My idea is that you can best develop a song concept in three vignettes, short, impressionistic scenes that focus on one moment or give a particular insight into a character, idea, or setting. The chorus becomes your thesis, the central idea that connects to all three vignettes while each of those scenes advances the idea a little further.

Let’s use Oklahoma Revival as an example. The central idea is this dust bowl farm couple having trouble in their marriage, who rekindle it during a storm. So we need to set the existing scene of their location and troubled state (vignette 1), then we need to put them into the situation that will change them (vignette 2), then we need to show that change has occurred (vignette 3). Meanwhile, the choruses need to reinforce the central idea, and contain some unifying metaphor. I decide on a technique I often employ in this format, exploring a word that has multiple meanings. Sand. I decide to make use of the noun and the verb. Same thing with “grain.” Having two words with wood connotations, I explore carpentry words, ideas and images, and lace the song with them. I word bank like other songwriters (I was delighted to find out Brian Gundersdorf from We’re About 9 did this also). I also have an affection for slant rhymes and slam poetry, and that style works its way into how I pace the lines.
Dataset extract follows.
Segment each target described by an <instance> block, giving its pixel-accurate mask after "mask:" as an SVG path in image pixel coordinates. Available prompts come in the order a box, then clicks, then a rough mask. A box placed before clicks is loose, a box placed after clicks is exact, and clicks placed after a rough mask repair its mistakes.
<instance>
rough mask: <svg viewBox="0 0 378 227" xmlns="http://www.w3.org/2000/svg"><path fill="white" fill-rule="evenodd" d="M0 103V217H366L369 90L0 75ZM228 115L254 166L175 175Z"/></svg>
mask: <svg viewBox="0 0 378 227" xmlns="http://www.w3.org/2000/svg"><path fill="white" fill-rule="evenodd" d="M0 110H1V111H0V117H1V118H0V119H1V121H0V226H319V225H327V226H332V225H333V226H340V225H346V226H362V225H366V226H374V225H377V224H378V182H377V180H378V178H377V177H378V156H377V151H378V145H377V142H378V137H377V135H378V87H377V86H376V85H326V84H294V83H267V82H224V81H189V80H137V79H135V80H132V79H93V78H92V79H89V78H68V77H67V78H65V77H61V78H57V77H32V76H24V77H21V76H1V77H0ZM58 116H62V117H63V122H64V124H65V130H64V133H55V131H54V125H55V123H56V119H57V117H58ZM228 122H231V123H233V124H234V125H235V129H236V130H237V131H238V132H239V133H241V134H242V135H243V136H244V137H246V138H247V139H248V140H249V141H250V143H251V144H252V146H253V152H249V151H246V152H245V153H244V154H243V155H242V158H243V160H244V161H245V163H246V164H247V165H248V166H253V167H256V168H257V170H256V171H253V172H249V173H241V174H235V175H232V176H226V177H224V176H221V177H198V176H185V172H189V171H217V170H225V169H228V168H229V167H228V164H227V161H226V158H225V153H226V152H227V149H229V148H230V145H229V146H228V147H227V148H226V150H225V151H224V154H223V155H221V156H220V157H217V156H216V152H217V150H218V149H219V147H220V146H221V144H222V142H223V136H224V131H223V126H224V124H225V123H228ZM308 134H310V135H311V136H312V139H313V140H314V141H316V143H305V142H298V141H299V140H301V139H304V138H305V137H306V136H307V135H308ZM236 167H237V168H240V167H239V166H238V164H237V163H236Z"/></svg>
Cursing has its place, but I’m always glad to see a venue as supportive of the arts as Bloombars ALSO support an all-ages, no alcohol, family-friendly CREATIVE environment!

My only bias when it comes to songwriting is that, whether it is personal or not, pop or progressive … there should always be something profound. Songwriting should speak to the listener, commune with them, but it should also find a moment where it shakes them to the core, makes them realize something secret, challenges them, or expresses something in such a special way unique to the writer’s perspective that the listener at once feels deeply understood and subversively broadened.

My favorite example of this recently is Anthony da Costa, my musician crush of the moment, who I’ve run into at Susie’s House Concert, Falcon Ridge and Tom Bianchi’s event at The Burren all in a few months:

In the song “St. Therese,” a pop framework that speaks to universal loneliness with a catchy hook uses a specific image to illustrate that idea: having only a record you’re not in the mood for available to listen to. He picks one that most people will know, references it in the beginning and then end of a song, and comes up with something that both makes complete sense and is utterly original: “loneliness is listening to the record that you’ve got/not the record you want.” I couldn’t have written it. He had to write it, but I understand it and it connects with my own experiences. This line, very intentionally, elevates the entire song.

A group of bikers so numerous passed the window outside Coffee Amici just now. They took a couple minutes to pass the coffee shop window entirely, like a migrating flock of birds welcoming the first day leather jackets could be worn comfortably. It is so very, finally Fall.